Puesto que el cielo seguía cubierto y hacía fresco, tomó el metro en Sevilla y recorrió las dos paradas que le separaban del Retiro. Al entrar en casa, le sorprendió oír a su mujer que hablaba animadamente con alguien. A aquella hora lo normal era que estuviese rezando en el oratorio que tenía en el comedor, donde había colocado, sobre un gran aparador, un busto de tamaño natural, grotescamente pintado, de Nuestra Señora de los Dolores, rodeado de bombillitas eléctricas de colores que encendía durante sus oraciones y se arrodillaba en un reclinatorio de felpa roja. Tiempo atrás había sostenido auténticas batallas con ella a propósito de las velas que entonces encendía bajo el busto, ya que se corría peligro de provocar un incendio, y finalmente la había convencido de que utilizara la electricidad. En aquel momento, sin embargo, con la nariz aturdida por el olor que despedía el estofado de lentejas con chorizo en el instante de pasar ante la cocina, la encontró reanimando a un canario amarillo y evidentemente moribundo que yacía en el suelo de una pequeña jaula dorada.

– Luis, creo que está malo. Es de la viuda del cuarto, que se ha ido a Málaga, con su hermana. Me pidió que se lo cuidara mientras estaba fuera. Ella no me dio más que alpiste y trocitos de raspa que apenas le abren el apetito y yo he procurado darle hojas de lechuga y pedacitos de manzana, pero no se los quiere comer. ¿No te parece que está enfermo?

– Lo que creo es que se muere de frío, Geñita. Pon un pedazo de manta vieja alrededor de la jaula y evítale las corrientes de aire. No creo que viva para ver el regreso de su ama.
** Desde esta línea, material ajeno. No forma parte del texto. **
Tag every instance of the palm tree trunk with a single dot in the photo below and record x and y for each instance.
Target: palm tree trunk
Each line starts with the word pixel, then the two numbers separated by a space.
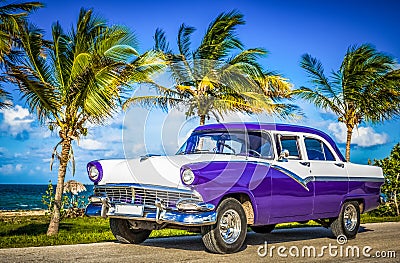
pixel 202 120
pixel 56 217
pixel 348 142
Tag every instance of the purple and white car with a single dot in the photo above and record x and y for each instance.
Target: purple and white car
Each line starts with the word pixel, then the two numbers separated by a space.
pixel 227 177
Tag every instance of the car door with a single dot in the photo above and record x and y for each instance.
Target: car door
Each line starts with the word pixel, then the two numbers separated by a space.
pixel 292 189
pixel 329 175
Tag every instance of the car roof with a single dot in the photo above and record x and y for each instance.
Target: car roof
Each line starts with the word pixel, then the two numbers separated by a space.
pixel 270 127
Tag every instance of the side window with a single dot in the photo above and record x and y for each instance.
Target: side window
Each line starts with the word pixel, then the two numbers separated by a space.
pixel 317 150
pixel 291 144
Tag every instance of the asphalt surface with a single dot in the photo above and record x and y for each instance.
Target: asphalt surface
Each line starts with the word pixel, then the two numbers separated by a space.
pixel 283 245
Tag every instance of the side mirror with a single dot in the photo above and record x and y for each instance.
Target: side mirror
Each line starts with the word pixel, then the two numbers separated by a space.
pixel 283 155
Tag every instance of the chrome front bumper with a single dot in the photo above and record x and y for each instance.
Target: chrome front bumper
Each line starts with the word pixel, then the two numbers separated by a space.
pixel 187 213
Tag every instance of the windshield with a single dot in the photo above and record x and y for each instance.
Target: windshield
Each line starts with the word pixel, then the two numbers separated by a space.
pixel 255 143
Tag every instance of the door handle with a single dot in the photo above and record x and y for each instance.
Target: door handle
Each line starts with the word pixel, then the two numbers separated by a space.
pixel 305 163
pixel 341 165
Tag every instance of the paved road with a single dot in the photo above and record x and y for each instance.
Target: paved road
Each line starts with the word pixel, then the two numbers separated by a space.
pixel 382 237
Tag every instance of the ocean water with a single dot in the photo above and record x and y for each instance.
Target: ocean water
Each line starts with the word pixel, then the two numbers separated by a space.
pixel 28 196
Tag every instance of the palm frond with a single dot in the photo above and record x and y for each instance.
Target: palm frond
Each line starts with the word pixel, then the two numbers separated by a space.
pixel 184 34
pixel 220 37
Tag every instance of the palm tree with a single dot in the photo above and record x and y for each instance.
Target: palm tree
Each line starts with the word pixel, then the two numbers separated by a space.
pixel 11 16
pixel 365 88
pixel 75 80
pixel 212 79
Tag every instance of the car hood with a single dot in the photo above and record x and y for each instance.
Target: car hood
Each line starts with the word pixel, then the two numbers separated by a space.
pixel 155 170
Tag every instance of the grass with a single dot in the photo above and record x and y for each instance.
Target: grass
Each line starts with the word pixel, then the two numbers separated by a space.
pixel 26 231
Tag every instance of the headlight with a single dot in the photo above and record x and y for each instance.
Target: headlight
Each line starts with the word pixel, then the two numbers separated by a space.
pixel 188 177
pixel 95 171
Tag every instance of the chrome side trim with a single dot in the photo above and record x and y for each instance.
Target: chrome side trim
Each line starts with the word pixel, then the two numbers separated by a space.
pixel 298 179
pixel 333 178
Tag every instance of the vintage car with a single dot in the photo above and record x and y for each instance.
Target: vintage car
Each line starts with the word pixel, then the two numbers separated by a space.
pixel 227 177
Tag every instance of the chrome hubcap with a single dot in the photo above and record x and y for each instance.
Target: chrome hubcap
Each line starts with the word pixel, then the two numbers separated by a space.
pixel 230 226
pixel 350 218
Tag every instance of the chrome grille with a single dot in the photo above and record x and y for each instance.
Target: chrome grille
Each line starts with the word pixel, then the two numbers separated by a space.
pixel 143 195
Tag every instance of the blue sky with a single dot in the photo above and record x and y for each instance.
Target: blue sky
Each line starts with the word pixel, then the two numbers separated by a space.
pixel 287 29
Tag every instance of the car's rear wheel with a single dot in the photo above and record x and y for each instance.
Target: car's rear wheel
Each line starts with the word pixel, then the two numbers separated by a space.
pixel 263 229
pixel 229 232
pixel 348 221
pixel 123 231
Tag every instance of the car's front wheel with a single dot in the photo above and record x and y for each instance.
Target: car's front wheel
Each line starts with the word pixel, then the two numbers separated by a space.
pixel 227 235
pixel 123 231
pixel 348 221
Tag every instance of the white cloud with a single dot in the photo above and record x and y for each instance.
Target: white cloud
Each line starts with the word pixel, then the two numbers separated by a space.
pixel 90 144
pixel 363 136
pixel 16 120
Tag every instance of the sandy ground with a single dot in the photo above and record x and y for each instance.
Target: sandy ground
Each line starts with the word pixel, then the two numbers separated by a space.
pixel 380 237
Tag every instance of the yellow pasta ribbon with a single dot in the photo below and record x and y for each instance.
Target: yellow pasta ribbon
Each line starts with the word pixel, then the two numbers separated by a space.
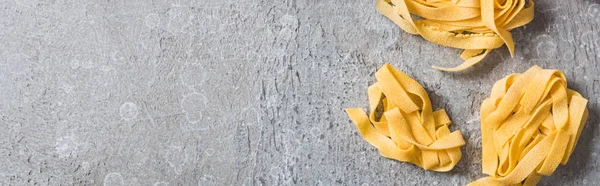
pixel 477 26
pixel 402 125
pixel 529 125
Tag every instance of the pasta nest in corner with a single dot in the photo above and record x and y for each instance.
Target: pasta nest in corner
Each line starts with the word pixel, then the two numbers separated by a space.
pixel 477 26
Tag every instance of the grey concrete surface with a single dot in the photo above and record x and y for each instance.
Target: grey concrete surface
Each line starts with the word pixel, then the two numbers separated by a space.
pixel 248 92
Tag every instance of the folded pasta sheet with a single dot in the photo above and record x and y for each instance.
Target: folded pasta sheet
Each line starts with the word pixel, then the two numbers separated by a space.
pixel 402 125
pixel 477 26
pixel 529 125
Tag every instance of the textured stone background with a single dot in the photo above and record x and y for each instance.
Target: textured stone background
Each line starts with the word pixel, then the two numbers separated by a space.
pixel 248 92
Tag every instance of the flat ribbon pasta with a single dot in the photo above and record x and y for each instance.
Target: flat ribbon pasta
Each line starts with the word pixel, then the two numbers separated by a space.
pixel 478 26
pixel 407 130
pixel 530 124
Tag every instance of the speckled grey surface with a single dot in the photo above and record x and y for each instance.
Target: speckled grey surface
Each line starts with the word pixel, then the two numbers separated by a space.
pixel 248 92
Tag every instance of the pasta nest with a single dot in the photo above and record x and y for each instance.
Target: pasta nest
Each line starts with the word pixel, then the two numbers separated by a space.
pixel 477 26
– Pero, Luis, ¿qué voy a hacer si se muere? -gimió la mujer-. Me echará la culpa por no haber cuidado de él.

– No seas tonta. Ya estaba medio muerto cuando te lo dio. ¿Qué esperaba? ¿Cuánto tiempo tiene el pájaro?

– Ella me dijo que lo tenía desde hace once o doce años.

– Bueno, en tal caso tiene que estar a punto de morirse de viejo.

– Ayúdame a mantenerlo vivo hasta que vuelva. ¿Crees que ese amigo tuyo tan simpático, Peláez, el patólogo, podrá echarnos una mano?

– Por lo menos sabrá determinar la causa de la muerte.